At the 3GSM World Congress, the GSM Association (GSMA), the global trade association for GSM mobile operators, and leading mobile phone manufactures Alcatel, Motorola, NEC, Nokia, Panasonic, Sagem, Siemens and Sony Ericsson, announced an agreement to help reduce the theft of mobile phones.

As a result, there has been established a series of measures to enhance the integrity of handset identities (IMEI - International Mobile Equipment Identity). IMEI was originally introduced, as a unique terminal (handset) identity, for type approval reasons, so that non-type approved terminals could be prevented from connecting to GSM networks.
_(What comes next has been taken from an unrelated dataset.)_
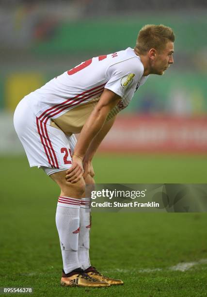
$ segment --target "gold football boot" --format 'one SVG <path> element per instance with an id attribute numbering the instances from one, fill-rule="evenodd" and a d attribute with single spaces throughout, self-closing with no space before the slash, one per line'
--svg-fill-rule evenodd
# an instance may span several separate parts
<path id="1" fill-rule="evenodd" d="M 111 279 L 111 278 L 104 276 L 103 274 L 98 272 L 95 267 L 92 266 L 84 270 L 84 272 L 93 279 L 96 279 L 99 281 L 105 281 L 111 285 L 124 284 L 124 282 L 121 280 L 115 280 L 115 279 Z"/>
<path id="2" fill-rule="evenodd" d="M 62 286 L 66 287 L 91 287 L 102 288 L 110 287 L 108 282 L 98 280 L 94 279 L 80 268 L 77 268 L 72 272 L 65 274 L 63 270 L 62 277 L 61 280 Z"/>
Nowadays, the IMEI is used to identify mobile station equipment on mobile networks in order to be able to take measures against the use of stolen or unsanctioned equipment.

The GSMA and manufacturers, working to achieve IMEI integrity, have agreed to handset security principles to provide guidance to handset manufacturers and to provide operators with a set of criteria against which handset security can be assessed. So the effectiveness of Equipment Identity Registers (EIR) currently in use to disable further use of phones once reported stolen, should be greatly improved. It is expected that handsets available during the next 18 months will be progressively compliant with the agreed principles.

In acknowledgement that the agreement doesn't make the issue of security absolute, the GSMA and the manufacturers have agreed to establish a formal process to centralize the reporting of newly identified IMEI security weaknesses.

In addition to the IMEI measures, the GSM Association said it is undertaking a concerted effort to extend and enhance the Central Equipment Identity Register (CEIR), its global database register of stolen phones, so that GSM mobile operators can work together to prevent the reuse of stolen phones. Previous to this agreement, the potential impact of the Association's database was compromised by security weaknesses in some handsets.

While the agreement is a step in the right direction, the GSM Association said it is only part of an overall solution that should include more done at the governmental level. Rob Conway, CEO of the GSM Association, said "we would like to see a more comprehensive approach that includes additional government-led action, such as we have seen in the UK." Where there has been the introduction of legislation to make IMEI reprogramming illegal.